07. Rahasia Hati

247 49 1
                                    

Jam 8 malam.

Dika baru saja pulang dari rumah orangtuanya. Tepatnya jam 5 sore tadi ketika Dika baru saja selesai mandi, cowok itu mendapatkan telpon dari Mahen untuk datang ke rumah. Entah ada urusan apa, Elina hanya berkata pada Dika untuk tidak pulang larut malam.

"Gue pulang.." ucap Dika sambil berjalan ke dapur.

Manik matanya menatap ke sekeliling rumah, tampak sepi.

"Lin? Gue bawain ayam geprek nihh." ucap Dika lagi dengan suara nyaring.

Dika mengernyitkan dahinya bingung. Istrinya itu pergi kemana? Sebab rumah tampak sangat sepi, tapi anehnya pintu tidak di kunci. Itu berarti Elina ada di rumah kan?

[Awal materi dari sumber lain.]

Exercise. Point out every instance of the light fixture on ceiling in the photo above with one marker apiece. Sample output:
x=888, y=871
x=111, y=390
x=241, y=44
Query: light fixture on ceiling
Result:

Semisal jika Elina keluar, cewek itu pasti akan selalu mengunci rumah.

Dika menaruh makanan yang di bawanya itu ke dalam tudung, lalu segera naik ke lantai atas.

Ceklek!

Dika membuka pintu kamar Elina.

Ternyata istrinya itu ada disana dengan selimut tebal yang menutupi tubuhnya.

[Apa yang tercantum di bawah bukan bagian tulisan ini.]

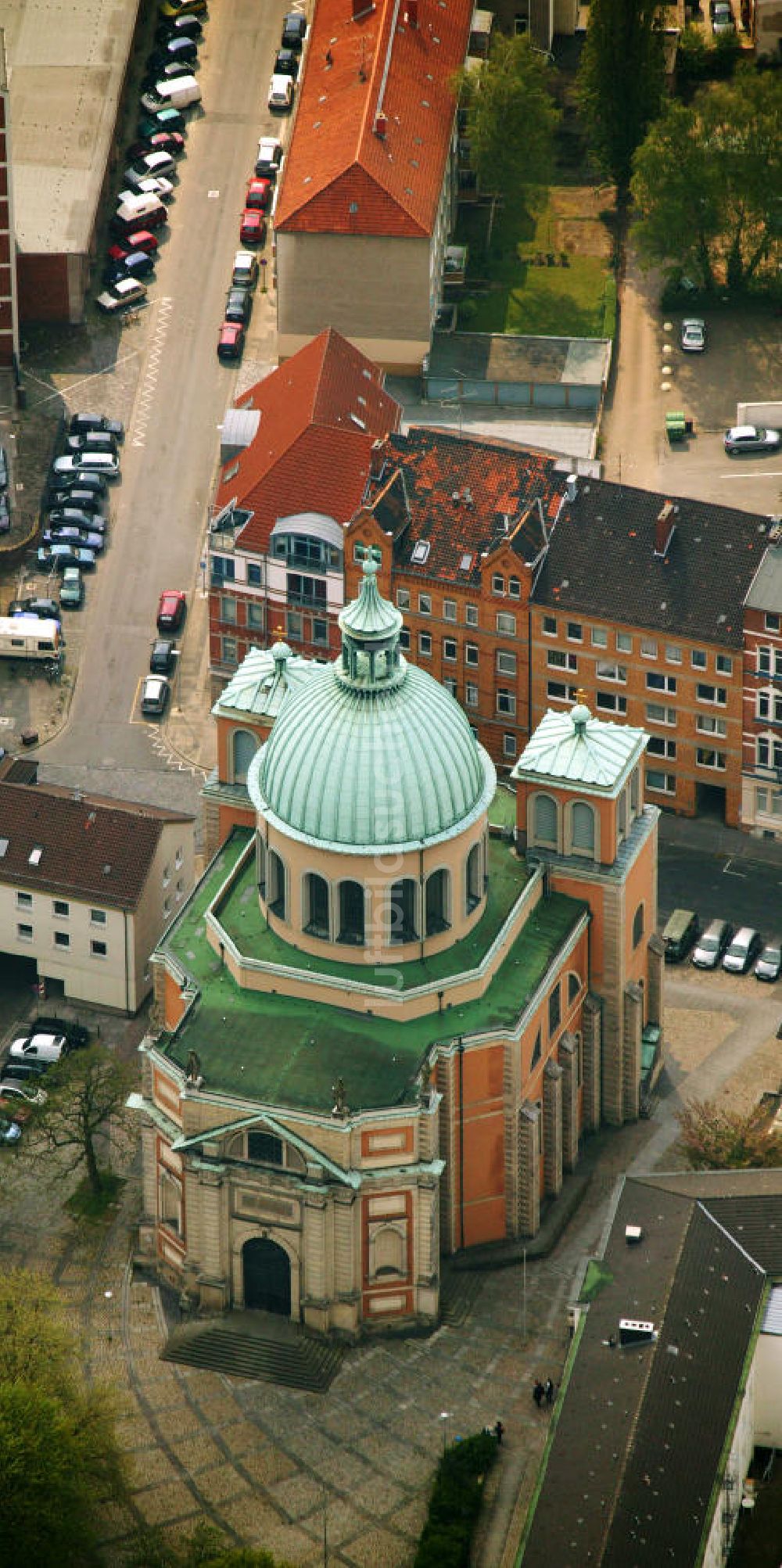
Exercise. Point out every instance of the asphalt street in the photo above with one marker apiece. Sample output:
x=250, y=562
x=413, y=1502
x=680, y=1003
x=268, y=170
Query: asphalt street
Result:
x=171, y=444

"Lin?" panggil Dika berjalan mendekat.

Elina tidak menjawab, tak lama terdengar isakan kecil Elina yang sukses membuat Dika kaget lalu segera menyingkap selimut tebal yang di pakai cewek itu. Wajah Elina merah dengan bibir melengkung ke bawah menatap Dika.

"Lo kenapa? Perasaan gue tinggal tadi lo masih baik-baik aja deh." ucap Dika heran.

"Sakit." keluh Elina kembali menelungkupkan kepalanya ke bantal.

"Apanya yang sakit?" tanya Dika.

"Perut gue, sakit." jawab Elina.

Dika mengangguk mengerti. Pikirnya Elina kenapa-napa, ternyata bukan masalah serius. Elina hanya sedang mengalami nyeri haid makanya seperti ini. Tadi saat di rumah orangtuanya, Dika juga sempat bercerita pada Dela jika seharian ini mood Elina parah.

Dela yang tahu alasan Elina seperti itu lalu memberi wejangan pada Dika, alhasil sebelum pulang Dika menyempatkan diri untuk searching mengenai cara menghadapi mood wanita yang sedang period, ternyata menyusahkan.

"Gue bikinin air anget, mau?" tawar Dika.

Elina mengangguk dan Dika segera melangkahkan kakinya ke dapur. Tak perlu menunggu lama, Dika sudah kembali dengan segelas air hangat dan langsung memberikan nya pada Elina.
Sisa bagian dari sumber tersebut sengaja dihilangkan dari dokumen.